In the final analysis, nonetheless, the good part is that Biden places importance on the US-Indian relationship. The overall drift of his remarks is very positive. Biden remains a staunch believer in the raison d’être of the US-Indian relationship.

Conceivably, External Affairs Minister S. Jaishankar will be an indispensable colleague for Modi in a Biden presidency. It is inconceivable that Jaishankar forgot to cultivate Biden during his ambassadorship in Washington. And it cannot be lost on Jaishankar that Biden’s decency defines him — his empathy, warmth, devotion to the dignity of every human being, kindness to staff and closeness to family through a welter of personal tragedies.

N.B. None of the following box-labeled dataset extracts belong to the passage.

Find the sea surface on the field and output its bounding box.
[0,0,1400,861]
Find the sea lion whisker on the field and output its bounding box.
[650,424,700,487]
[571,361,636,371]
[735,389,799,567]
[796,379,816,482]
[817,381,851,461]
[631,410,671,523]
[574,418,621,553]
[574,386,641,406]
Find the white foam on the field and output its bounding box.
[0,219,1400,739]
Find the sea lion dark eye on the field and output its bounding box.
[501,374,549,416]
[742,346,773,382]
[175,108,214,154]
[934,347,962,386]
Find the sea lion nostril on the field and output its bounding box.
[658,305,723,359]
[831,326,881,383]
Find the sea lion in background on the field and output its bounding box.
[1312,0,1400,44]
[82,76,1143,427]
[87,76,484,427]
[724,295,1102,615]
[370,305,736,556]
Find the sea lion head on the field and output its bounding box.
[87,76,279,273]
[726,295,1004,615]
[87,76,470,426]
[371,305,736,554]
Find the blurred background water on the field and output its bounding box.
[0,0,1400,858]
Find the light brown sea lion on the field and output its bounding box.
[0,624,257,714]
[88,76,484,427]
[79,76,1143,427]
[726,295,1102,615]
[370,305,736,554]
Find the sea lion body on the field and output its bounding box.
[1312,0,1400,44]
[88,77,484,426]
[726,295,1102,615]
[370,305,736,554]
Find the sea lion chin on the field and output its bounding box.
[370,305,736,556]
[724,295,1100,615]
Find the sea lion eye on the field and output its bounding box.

Biden believes in winning over political adversaries, not running them over. So, in a Biden presidency India will get a second chance. Having said that, India also has to adapt to a paradigm shift. A prospective President Biden’s foreign policy orientation would most likely be that of a conciliatory leader.

Biden will be akin to Presidents Harry Truman and Dwight Eisenhower — not inclined to reshape the world in accordance with a grand vision and more likely to be tending to respond to circumstances with the sympathetic hope that accommodations can be negotiated.

He is a flexible, hopeful politician, open to change but may lack the consistency and will to consummate his policy objectives. Suffice to say, his conception of the ‘Indo-Pacific order’ is highly unlikely to be Mike Pompeo’s.

Therefore, Jaishankar should travel light for his last waltz with US Pompeo in Tokyo during the Quad meeting next month on China’s doorstep. (The most judicious course would have been to skip this untimely journey altogether.) The ‘rules-based Indo-Pacific order’ will come with caveats in a Biden presidency. For, the inference can only be that the general tenor of a prospective Biden presidency will be conciliatory.

In the words of former president George W. Bush, Biden is a quintessential “uniter, not a divider.” The corollary will be that Biden is overly open to influence, which cannot but impact his leadership effectiveness in negotiations with foreign adversaries.